Docs / summarize
Tool Referencev1.0.0simple

summarize

Summarizes text, files, and URLs into configurable formats. Handles long documents via semantic chunking.

$ npx arrey@latest add summarize
Category
Text & Documents
Arrey Range
>=1.0.0
Examples
3

Input Schema

FieldType
content
string
format?
string
maxWords?
number
instruction?
string

Output Schema

FieldType
summary
string
format
string
wordCount
number
chunks
number
model
string

Examples

Summarize a local PDF as bullet points

{
  "content": "./report.pdf",
  "format": "bullets"
}

Summarize a URL as an executive summary

{
  "content": "https://example.com/article",
  "format": "executive"
}

Summarize with a domain instruction

{
  "content": "paste text here",
  "format": "tldr",
  "instruction": "Focus on financial figures and ignore background context."
}

README Reference

arrey/tools/summarize

Summarizes text, files, and URLs into configurable formats. Handles long documents automatically through semantic chunking. This code is yours - edit it freely.


Usage

CLI

arrey summarize ./report.pdf
arrey summarize ./report.pdf --format executive
arrey summarize https://example.com/article --format tldr
arrey summarize "paste any text here" --format bullets
arrey summarize ./contract.pdf --format executive --instruction "Focus on liability clauses"

SDK

import { arrey } from 'arrey'

const result = await arrey.run('summarize', {
  content: './report.pdf',
  format: 'executive'
})

console.log(result.summary)

Direct import (tool-local helper)

import { summarize } from './arrey/tools/summarize'

const result = await summarize({
  prompt: './report.pdf',
  format: 'executive',
  temp: 0.4,
  model: 'gpt-4.1-mini'
})

console.log(result.summary)

Agent tool (Vercel AI SDK)

import { arrey } from 'arrey'
import { generateText } from 'ai'
import { openai } from '@ai-sdk/openai'
import { summarize } from './arrey/tools/summarize'

const { text } = await generateText({
  model: openai('gpt-4o'),
  tools: await arrey.toVercelAIFrom([summarize]),
  prompt: 'Summarize this report for me: ./q3-results.pdf'
})

Agent tool (LangChain)

const agent = await createReactAgent({
  llm: new ChatOpenAI(),
  tools: arrey.toLangChain(['summarize'])
})

Formats

FormatOutput
bullets5-7 bullet points. Default.
tldrSingle paragraph, under 100 words
executiveStructured: Overview, Key Points, Recommendation
customWhatever you define in prompt.ts -> formats.custom

Customization

Change bullet style

Edit prompt.ts -> formats.bullets. Example: change "5 to 7 bullet points" to "exactly 3 bullets" and "start each with a strong verb" to "start each with a number."

Add a custom format

Add a new key to prompt.ts -> formats:

formats: {
  ...existing formats,
  internal: `
    Format as an internal Slack update.
    Use casual language. Max 3 sentences.
    Start with: "Quick update:"
  `
}

Use it with: arrey summarize ./notes.txt --format internal

Make it domain-aware

Pass an instruction at call time - no code change needed:

arrey summarize ./legal.pdf --format bullets --instruction "Preserve all clause numbers and legal terms exactly."

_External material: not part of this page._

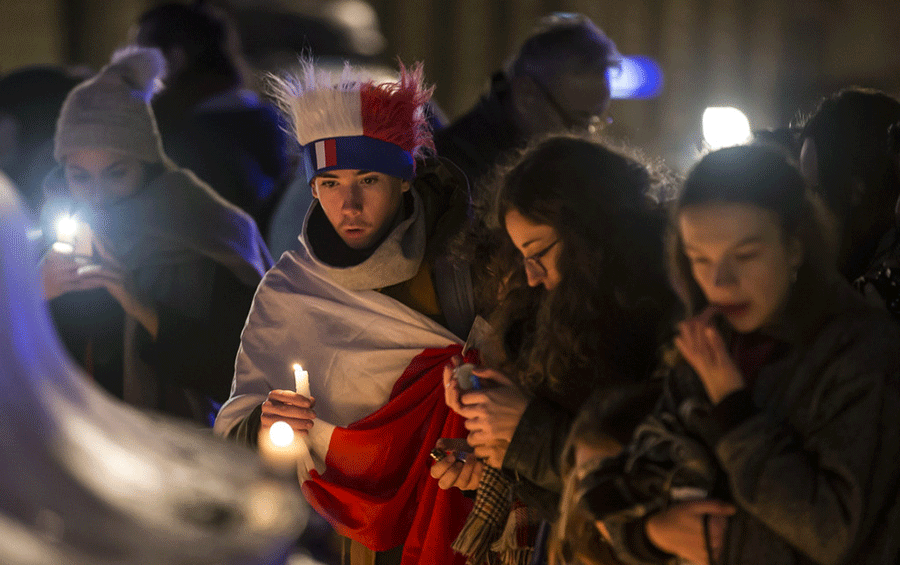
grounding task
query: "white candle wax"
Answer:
[294,363,311,398]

Or hardcode it for your domain in prompt.ts -> chunk:

chunk: `
  You are summarizing part {{index}} of {{total}} of a legal document.
  Preserve all clause numbers, party names, and dollar amounts exactly.
  ...
`

Change chunking behavior

Edit index.ts -> the ctx.chunk() call:

const chunks = await ctx.chunk(content, {
  strategy: 'sentence',  // 'semantic' | 'fixed' | 'sentence' | 'code'
  maxTokens: 1500,       // smaller chunks = more API calls but more precise
  overlap: 100,          // reduce overlap for speed, increase for coherence
})

Use a different model for this tool only

Set it in arrey.config.yaml:

tools:
  summarize:
    model: gpt-4o   # override the default model just for this tool

Files

FilePurposeEdit frequency
prompt.tsAll prompts and format definitionsOften
index.tsExecution logic and chunking strategySometimes
manifest.jsonTool metadata and I/O schemaRarely
README.mdThis fileNever (unless you want to)

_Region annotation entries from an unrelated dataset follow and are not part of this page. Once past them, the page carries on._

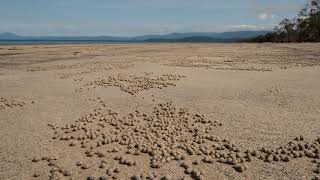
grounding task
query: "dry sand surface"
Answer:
[0,44,320,180]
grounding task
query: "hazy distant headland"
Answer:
[0,31,270,43]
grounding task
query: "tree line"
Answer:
[249,0,320,43]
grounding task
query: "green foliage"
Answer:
[249,0,320,42]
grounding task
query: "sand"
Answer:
[0,43,320,180]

How it handles long documents

  1. Content is split into semantic chunks of ~2000 tokens with 200-token overlap
  2. Each chunk is summarized independently (parallelized)
  3. Partial summaries are combined into the final output using the format prompt
  4. If there's only one chunk, the combine step is skipped entirely

This means the tool works on documents of any length - a tweet or a 500-page PDF.


Composes

This tool has no dependencies on other arrey tools. It is a primitive - other tools (like meeting-digest) call it internally.